This post is in celebration of Michel Talagrand winning Abel prize. Not to overly romanticize this but this is pretty much a come back story because back in the days of last century, “The type of mathematics I do was not fashionable at all when I started. It was considered inferior mathematics.” –Michel Talagrand.

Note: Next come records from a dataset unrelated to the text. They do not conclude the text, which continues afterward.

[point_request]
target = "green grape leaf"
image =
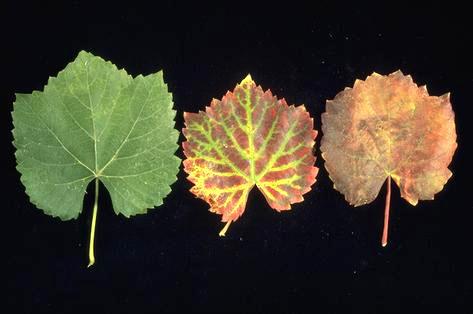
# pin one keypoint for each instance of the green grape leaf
(95, 122)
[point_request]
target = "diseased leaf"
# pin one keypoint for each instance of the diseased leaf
(95, 122)
(388, 127)
(249, 138)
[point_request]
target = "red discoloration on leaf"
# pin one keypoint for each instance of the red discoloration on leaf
(249, 138)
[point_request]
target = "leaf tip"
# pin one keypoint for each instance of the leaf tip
(247, 80)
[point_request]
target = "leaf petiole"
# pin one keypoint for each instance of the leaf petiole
(384, 240)
(92, 227)
(225, 229)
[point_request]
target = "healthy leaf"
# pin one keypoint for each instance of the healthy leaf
(249, 138)
(95, 122)
(388, 127)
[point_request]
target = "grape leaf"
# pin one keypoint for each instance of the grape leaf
(95, 122)
(249, 138)
(387, 127)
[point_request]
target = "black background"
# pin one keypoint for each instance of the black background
(323, 256)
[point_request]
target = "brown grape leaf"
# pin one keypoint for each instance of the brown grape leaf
(387, 127)
(249, 138)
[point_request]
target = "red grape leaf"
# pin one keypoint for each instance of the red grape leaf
(387, 127)
(249, 138)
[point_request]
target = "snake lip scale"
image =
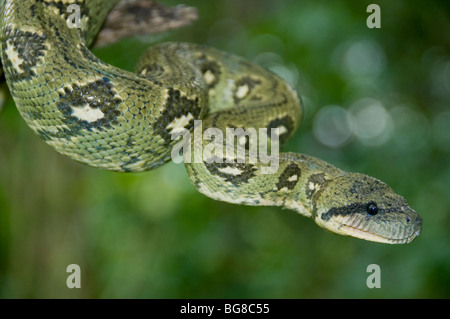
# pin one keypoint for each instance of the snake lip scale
(112, 119)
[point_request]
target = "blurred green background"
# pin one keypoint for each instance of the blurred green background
(376, 102)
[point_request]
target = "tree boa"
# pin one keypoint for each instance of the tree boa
(109, 118)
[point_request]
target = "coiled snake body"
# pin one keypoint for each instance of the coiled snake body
(109, 118)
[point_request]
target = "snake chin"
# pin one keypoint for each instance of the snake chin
(366, 208)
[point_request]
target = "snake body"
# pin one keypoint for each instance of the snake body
(112, 119)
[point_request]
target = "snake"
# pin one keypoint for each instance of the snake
(113, 119)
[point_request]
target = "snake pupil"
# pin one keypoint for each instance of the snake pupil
(372, 209)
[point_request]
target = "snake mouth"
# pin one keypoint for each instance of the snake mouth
(367, 235)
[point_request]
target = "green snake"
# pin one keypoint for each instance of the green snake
(113, 119)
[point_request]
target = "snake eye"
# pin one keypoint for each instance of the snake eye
(372, 209)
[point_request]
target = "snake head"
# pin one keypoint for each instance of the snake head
(361, 206)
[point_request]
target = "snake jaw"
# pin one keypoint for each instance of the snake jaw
(361, 206)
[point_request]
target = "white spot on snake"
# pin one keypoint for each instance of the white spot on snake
(209, 77)
(230, 170)
(87, 113)
(179, 123)
(282, 129)
(242, 91)
(13, 56)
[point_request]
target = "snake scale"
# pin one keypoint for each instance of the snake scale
(113, 119)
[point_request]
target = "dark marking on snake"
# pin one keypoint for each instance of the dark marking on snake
(210, 70)
(29, 47)
(315, 183)
(97, 95)
(286, 122)
(246, 83)
(176, 106)
(354, 208)
(247, 171)
(290, 177)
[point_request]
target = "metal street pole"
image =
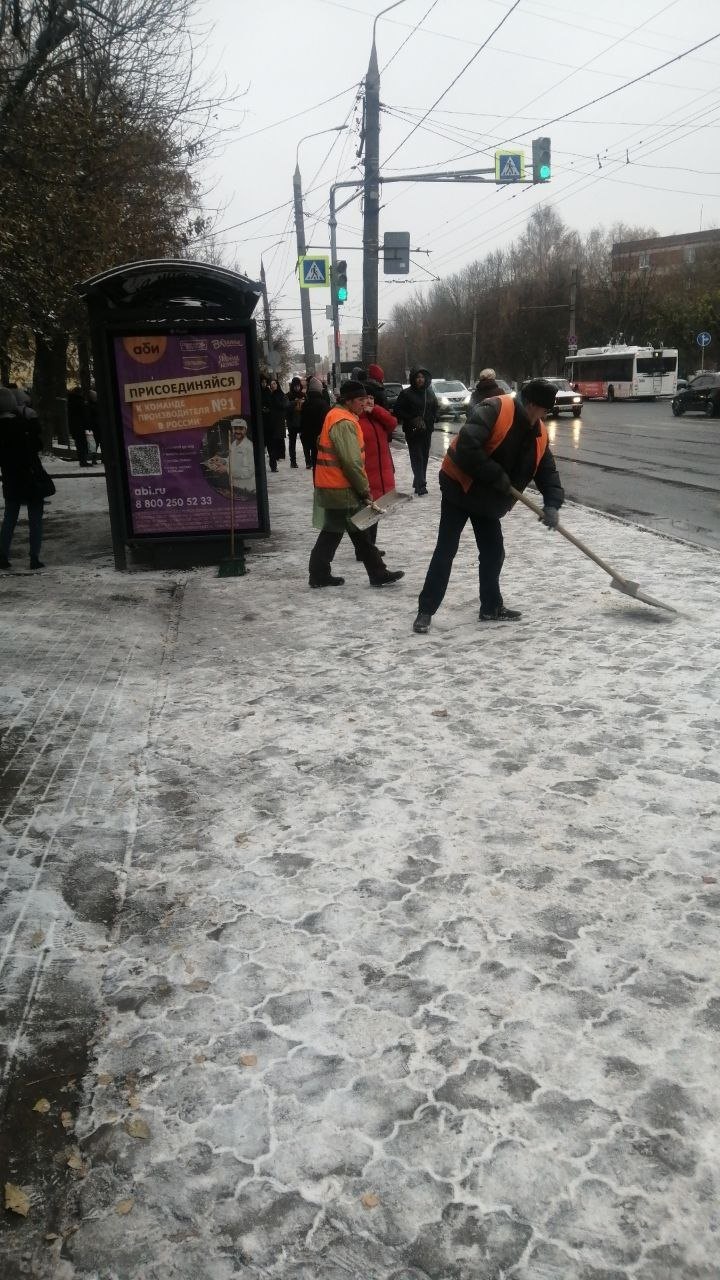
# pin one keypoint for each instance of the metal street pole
(267, 312)
(305, 310)
(372, 206)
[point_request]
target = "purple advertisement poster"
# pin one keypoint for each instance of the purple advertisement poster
(190, 440)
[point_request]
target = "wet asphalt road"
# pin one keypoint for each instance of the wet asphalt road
(636, 460)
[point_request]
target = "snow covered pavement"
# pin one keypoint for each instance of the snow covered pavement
(393, 955)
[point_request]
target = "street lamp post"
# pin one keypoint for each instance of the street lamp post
(301, 248)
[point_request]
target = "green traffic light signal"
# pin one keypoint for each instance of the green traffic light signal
(341, 280)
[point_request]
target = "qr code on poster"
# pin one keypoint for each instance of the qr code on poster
(145, 460)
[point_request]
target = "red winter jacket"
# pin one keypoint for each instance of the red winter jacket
(377, 429)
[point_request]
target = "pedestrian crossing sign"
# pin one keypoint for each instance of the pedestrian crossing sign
(314, 273)
(509, 165)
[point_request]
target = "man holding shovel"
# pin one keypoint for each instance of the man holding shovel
(501, 447)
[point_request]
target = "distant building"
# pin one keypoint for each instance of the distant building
(662, 254)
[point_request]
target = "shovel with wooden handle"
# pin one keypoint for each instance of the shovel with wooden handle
(618, 581)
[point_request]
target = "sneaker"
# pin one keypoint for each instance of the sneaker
(500, 615)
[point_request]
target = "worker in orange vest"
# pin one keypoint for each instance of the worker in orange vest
(341, 489)
(502, 444)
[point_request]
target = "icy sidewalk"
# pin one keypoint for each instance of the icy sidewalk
(415, 974)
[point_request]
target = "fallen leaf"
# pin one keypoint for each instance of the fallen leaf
(16, 1200)
(136, 1127)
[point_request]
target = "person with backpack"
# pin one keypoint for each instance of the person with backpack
(24, 481)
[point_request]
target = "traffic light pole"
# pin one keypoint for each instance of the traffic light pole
(304, 293)
(332, 223)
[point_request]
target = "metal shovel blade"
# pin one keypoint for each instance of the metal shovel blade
(623, 584)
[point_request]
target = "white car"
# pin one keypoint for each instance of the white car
(454, 398)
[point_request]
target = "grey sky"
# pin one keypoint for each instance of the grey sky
(546, 60)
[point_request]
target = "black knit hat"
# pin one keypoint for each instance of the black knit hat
(350, 389)
(540, 392)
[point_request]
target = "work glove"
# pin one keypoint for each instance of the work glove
(550, 517)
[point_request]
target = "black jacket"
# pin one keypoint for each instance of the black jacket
(21, 443)
(515, 456)
(417, 402)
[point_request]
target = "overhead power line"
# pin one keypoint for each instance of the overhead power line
(460, 73)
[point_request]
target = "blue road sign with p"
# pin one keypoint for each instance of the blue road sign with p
(314, 273)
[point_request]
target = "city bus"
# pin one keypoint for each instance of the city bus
(623, 373)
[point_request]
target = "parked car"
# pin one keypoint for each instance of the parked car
(452, 398)
(566, 398)
(701, 396)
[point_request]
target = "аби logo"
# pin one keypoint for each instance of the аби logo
(147, 348)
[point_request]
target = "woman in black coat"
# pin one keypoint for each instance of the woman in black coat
(22, 476)
(277, 414)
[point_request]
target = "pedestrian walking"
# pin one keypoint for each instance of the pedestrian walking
(24, 481)
(295, 401)
(417, 410)
(276, 423)
(374, 384)
(502, 444)
(341, 489)
(77, 424)
(377, 425)
(311, 417)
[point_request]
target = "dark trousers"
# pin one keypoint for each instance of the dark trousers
(326, 547)
(35, 521)
(419, 451)
(491, 554)
(80, 439)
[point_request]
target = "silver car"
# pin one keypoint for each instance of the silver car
(452, 398)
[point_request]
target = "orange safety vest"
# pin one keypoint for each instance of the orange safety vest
(496, 437)
(328, 471)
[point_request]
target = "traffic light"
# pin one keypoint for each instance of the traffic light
(396, 254)
(340, 282)
(542, 168)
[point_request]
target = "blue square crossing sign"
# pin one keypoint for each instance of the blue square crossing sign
(314, 273)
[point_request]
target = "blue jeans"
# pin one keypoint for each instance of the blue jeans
(491, 554)
(35, 521)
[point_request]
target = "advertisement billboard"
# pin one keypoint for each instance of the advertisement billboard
(188, 433)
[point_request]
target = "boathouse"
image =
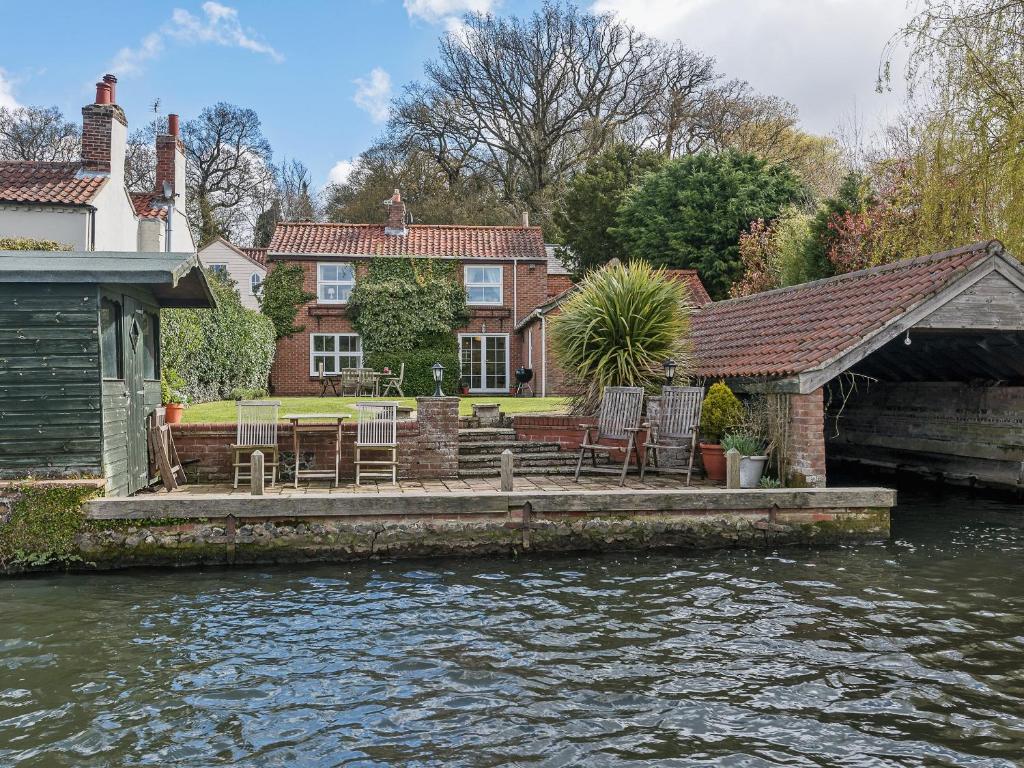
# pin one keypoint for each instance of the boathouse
(918, 365)
(80, 359)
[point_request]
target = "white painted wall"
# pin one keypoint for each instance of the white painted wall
(70, 225)
(239, 267)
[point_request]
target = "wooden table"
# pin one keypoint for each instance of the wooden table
(317, 423)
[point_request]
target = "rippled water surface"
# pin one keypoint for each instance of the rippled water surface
(909, 652)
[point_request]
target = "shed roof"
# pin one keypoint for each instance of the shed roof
(176, 279)
(814, 326)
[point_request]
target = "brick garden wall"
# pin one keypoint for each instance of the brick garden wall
(428, 446)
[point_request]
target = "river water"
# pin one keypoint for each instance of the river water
(905, 652)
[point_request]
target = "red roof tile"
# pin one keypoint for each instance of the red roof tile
(54, 183)
(420, 240)
(698, 294)
(144, 207)
(793, 330)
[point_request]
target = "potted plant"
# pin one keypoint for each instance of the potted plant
(752, 457)
(721, 411)
(172, 393)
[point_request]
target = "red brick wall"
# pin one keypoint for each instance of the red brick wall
(428, 446)
(290, 374)
(807, 437)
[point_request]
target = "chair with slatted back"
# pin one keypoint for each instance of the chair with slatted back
(617, 422)
(257, 430)
(376, 441)
(674, 427)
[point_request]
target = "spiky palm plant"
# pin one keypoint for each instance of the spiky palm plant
(619, 329)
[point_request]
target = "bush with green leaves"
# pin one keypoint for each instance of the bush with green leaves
(722, 411)
(217, 351)
(402, 304)
(619, 328)
(282, 293)
(419, 378)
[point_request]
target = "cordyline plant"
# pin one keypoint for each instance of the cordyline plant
(617, 330)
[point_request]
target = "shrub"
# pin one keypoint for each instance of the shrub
(617, 330)
(281, 296)
(29, 244)
(722, 411)
(217, 351)
(419, 379)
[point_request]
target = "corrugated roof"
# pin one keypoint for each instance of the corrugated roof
(420, 240)
(52, 183)
(795, 330)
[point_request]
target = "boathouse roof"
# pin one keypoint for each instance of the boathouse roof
(810, 333)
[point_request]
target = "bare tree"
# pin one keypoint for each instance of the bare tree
(38, 133)
(229, 171)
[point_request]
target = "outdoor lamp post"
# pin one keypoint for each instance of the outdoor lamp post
(438, 371)
(670, 371)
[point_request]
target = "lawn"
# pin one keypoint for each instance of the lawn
(223, 411)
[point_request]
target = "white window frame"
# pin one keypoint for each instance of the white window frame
(508, 361)
(350, 284)
(314, 355)
(500, 285)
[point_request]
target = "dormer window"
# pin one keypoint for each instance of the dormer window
(335, 283)
(483, 285)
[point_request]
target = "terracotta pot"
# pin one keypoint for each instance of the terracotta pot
(174, 411)
(714, 460)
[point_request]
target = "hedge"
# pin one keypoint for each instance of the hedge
(217, 352)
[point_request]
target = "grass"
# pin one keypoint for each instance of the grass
(220, 412)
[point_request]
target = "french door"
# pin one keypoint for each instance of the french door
(484, 361)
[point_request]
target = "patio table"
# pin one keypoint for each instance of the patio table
(315, 423)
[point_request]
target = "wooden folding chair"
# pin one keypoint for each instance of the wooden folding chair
(376, 435)
(257, 430)
(674, 427)
(617, 421)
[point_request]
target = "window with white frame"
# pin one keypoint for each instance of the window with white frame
(334, 283)
(335, 351)
(483, 285)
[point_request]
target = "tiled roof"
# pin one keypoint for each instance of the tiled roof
(698, 294)
(54, 183)
(144, 207)
(420, 240)
(799, 329)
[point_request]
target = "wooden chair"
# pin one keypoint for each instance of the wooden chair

Now we’ve seen significance of his contribution to the concentration of measure, suprema of stochastic processes and spin glass, all partially owing to his celebrated isoperimetry inequality in product probability space. What is an isoperimetry inequality? It is a concept in mathematics, particularly in the field of geometry and geometric analysis, that compares the length (or perimeter) of a closed curve to the area of the region it encloses, establishing that among all shapes with the same perimeter, the circle has the maximum area. For example: $$ 4 \pi A \leq L^2 $$ where the equality holds if.f. the curve is a circle. In a more general sense, the isoperimetric inequality relates the volume of an $n$-dimensional domain to the surface area of its boundary, with the sphere in $n$-dimensional space providing the optimal (maximum volume for a given surface area) ratio. Applying this concept to probability space, Talagrand was able to prove the following:
Theorem
For a product probability space $\Omega = \prod_{i=1}^n \Omega_i$ endowed with a produdct measure and $A \subseteq \Omega$ $$ \mathbb{P}[A] \cdot \mathbb{P}\left[A_{t}^{c}\right] \leq e^{-t^{2} / 4} $$ for any $t > 0$, where $A^c_t = { w \in \Omega, d(A, \omega) \leq t }$ is an event defined by convex distance: $$ d(A, \omega) = \max_{\alpha, |\alpha|_2 \leq 1} \min_{y \in A} \sum_{ i: \omega_i \neq y_i} \alpha_i. $$
To prove the inequality we need a little bit of preparation. Given set $A$, $x \in \Omega$: $\mathcal{D}_{A}^{c}(x)=\sup_{a \in \mathcal{R}_{+}^{n}} \left( d_{a}(x, A)=\inf_{y \in A} d_{a}(x, y) \right)$. Let $$ V_{A}(x) = \text{ Convex-hull }\left( U_{A}(x) \right) = \left\{\sum_{s \in U_{A} (x) } \alpha_{s} S: \sum \alpha_{s}=1, \alpha_{s} \geq 0 \text{ for all } s \in U_{A}(x) \right\}. $$ Thus, $$ x \in A \Leftrightarrow \mathbf{1}(x \neq x)=0 \in U_{A}(x) \Leftrightarrow 0 \in V_{A}(x). $$
Lemma
We have the following $$ \mathcal{D}_{A}^{c}(x)=d \left(0, V_{A}(x) \right) \equiv \inf_{y \in V_{A}(x)}|y| $$
Proof
We proceed by proving (i) $\mathcal{D}_{A}^{c}(x) \leq \inf_{y \in V_{A}(x)}|y|$ and (ii) $\mathcal{D}_{A}^{c}(x) \geq \inf_{y \in V_{A}(x)}|y|$.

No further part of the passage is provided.